The meeting between Borissov and the representatives of Bulgarians abroad was brokered by Maya Manolova, currently the country’s ombudsman and formerly an MP whose own, previous version, of election law was highly controversial when her socialist party was in the 2013/14 ruling axis.
Manolova told reporters that a meeting would be arranged with Patriotic Front co-leader Valeri Simeonov and if necessary with the leaders of other parties in the governing coalition.
According to participants in the meeting, Borissov had agreed that the latest changes to the Electoral Code would take away the rights of Bulgarians abroad and had supported their request for a return to the previous election rules.
Stefan Manov, a representative of the interim public council of Bulgarians abroad, told reporters, “we want restoration of the existing (previous) rules for opening polling stations outside the country and insist on the creation of an ‘abroad’ constituency”.
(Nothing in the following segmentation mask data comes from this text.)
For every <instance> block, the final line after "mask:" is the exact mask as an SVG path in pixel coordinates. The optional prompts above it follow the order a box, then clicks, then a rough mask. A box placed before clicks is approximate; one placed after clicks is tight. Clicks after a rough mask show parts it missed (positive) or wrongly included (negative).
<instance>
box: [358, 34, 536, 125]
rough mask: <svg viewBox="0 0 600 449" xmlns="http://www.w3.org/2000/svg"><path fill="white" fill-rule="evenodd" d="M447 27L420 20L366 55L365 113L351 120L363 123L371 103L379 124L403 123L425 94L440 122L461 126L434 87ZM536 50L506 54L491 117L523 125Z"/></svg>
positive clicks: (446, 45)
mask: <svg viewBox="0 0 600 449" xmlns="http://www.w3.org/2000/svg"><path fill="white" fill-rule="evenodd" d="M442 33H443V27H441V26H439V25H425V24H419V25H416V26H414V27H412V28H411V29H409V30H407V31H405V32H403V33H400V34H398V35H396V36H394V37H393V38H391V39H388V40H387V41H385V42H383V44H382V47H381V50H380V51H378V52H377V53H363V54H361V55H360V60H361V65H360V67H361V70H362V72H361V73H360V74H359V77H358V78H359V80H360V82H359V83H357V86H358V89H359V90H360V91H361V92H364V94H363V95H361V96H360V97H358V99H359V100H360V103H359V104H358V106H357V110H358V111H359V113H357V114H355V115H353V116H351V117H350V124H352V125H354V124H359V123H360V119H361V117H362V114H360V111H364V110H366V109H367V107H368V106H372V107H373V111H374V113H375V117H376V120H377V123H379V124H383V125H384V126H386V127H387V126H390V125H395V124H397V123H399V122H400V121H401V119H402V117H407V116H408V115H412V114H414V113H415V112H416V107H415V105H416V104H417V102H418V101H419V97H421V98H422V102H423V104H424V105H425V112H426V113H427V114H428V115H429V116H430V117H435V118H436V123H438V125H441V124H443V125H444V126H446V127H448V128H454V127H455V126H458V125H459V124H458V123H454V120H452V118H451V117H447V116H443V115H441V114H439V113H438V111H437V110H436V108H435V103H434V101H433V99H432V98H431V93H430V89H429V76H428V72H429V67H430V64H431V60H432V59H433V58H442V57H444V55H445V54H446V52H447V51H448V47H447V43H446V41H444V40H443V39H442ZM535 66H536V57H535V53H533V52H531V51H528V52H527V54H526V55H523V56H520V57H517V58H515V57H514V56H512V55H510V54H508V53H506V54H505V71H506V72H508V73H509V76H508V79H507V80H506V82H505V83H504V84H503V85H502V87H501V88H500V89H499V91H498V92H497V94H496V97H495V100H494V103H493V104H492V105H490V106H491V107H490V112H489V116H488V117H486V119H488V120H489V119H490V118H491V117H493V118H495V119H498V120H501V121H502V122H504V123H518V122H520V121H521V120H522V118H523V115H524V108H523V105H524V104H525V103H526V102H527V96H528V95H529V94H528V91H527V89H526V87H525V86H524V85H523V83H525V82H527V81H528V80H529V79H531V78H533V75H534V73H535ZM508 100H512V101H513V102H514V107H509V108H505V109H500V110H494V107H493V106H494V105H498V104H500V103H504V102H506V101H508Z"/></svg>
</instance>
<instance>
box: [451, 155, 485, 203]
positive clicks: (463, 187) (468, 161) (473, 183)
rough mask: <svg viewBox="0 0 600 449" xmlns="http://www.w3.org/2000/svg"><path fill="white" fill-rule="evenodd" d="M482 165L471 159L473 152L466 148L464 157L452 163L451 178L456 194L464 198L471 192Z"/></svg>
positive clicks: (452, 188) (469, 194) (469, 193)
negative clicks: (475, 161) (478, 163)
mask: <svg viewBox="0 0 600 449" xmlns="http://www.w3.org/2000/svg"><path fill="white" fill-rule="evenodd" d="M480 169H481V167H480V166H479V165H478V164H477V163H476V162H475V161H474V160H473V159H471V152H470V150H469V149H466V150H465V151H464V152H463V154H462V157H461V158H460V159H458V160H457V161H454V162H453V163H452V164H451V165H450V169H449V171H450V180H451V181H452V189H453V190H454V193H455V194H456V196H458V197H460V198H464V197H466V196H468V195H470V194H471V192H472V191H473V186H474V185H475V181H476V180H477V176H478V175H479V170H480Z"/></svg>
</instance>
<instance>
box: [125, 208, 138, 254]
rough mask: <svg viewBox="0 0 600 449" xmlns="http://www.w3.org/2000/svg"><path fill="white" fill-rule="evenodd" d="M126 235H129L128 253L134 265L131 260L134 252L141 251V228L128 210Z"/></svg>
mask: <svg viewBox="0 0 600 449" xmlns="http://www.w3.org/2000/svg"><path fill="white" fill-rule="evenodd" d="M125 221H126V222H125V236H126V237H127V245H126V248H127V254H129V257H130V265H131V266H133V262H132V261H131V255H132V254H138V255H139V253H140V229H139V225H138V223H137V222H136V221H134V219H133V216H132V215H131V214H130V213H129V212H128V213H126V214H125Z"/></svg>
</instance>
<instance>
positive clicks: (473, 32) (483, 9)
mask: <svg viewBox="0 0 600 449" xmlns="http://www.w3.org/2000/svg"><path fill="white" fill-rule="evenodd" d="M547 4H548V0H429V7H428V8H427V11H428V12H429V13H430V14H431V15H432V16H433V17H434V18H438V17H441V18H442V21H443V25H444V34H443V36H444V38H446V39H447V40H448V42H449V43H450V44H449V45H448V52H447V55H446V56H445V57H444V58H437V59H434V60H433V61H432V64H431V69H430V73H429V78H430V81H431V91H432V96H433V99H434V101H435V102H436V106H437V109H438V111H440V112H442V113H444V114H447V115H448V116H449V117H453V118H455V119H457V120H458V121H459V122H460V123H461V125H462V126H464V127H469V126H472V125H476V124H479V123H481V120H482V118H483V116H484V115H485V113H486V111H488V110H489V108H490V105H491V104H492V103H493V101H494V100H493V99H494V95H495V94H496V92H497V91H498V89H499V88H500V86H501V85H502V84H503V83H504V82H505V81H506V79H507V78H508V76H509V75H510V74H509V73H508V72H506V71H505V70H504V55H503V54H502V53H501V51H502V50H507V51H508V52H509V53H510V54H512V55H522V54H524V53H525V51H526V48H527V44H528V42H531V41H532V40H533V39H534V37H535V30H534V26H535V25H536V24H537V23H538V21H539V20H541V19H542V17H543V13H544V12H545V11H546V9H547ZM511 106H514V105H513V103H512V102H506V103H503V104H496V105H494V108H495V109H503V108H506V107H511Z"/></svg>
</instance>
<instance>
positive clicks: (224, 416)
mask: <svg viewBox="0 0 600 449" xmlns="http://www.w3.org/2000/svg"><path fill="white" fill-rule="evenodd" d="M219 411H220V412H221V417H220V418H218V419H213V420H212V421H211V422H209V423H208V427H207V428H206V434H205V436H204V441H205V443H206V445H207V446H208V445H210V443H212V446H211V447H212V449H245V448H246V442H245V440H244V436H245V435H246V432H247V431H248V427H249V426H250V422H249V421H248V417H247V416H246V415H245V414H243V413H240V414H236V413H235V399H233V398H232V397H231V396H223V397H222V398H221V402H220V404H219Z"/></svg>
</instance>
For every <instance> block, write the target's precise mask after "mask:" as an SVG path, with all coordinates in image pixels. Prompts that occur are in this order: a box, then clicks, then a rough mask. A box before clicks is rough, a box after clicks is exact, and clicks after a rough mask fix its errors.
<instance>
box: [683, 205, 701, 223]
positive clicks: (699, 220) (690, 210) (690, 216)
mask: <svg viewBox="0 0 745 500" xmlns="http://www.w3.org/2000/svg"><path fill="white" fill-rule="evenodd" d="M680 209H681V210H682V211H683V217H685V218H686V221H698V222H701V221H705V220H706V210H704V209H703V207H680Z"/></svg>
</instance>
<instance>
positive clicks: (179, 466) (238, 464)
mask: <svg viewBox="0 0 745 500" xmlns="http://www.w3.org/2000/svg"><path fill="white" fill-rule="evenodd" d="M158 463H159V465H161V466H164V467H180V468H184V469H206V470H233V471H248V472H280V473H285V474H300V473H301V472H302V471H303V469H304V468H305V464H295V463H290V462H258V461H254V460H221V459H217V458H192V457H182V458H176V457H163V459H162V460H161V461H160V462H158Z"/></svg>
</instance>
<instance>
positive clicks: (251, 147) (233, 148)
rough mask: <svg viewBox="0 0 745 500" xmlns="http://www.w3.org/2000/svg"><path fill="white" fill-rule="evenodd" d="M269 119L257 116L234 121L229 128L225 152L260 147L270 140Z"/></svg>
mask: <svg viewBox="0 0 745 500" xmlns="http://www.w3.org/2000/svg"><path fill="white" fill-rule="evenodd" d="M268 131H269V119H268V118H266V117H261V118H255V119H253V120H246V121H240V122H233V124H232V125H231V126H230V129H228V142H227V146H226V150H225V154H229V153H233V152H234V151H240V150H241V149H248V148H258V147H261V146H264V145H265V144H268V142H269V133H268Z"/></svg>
According to Manov, Borissov “fully shared” their vision of the need for Bulgarian citizens abroad to have equal voting rights with Bulgarian citizens in the country.
Another representative of Bulgarians abroad, Sylvia Lozeva, said that like other Bulgarian expatriates, she believed that the rights of Bulgarians as a nation should not become a political football.
“And regardless of what is being discussed in Parliament, I think that the interests of all Bulgarians must be protected, regardless of party interests,” Lozeva said.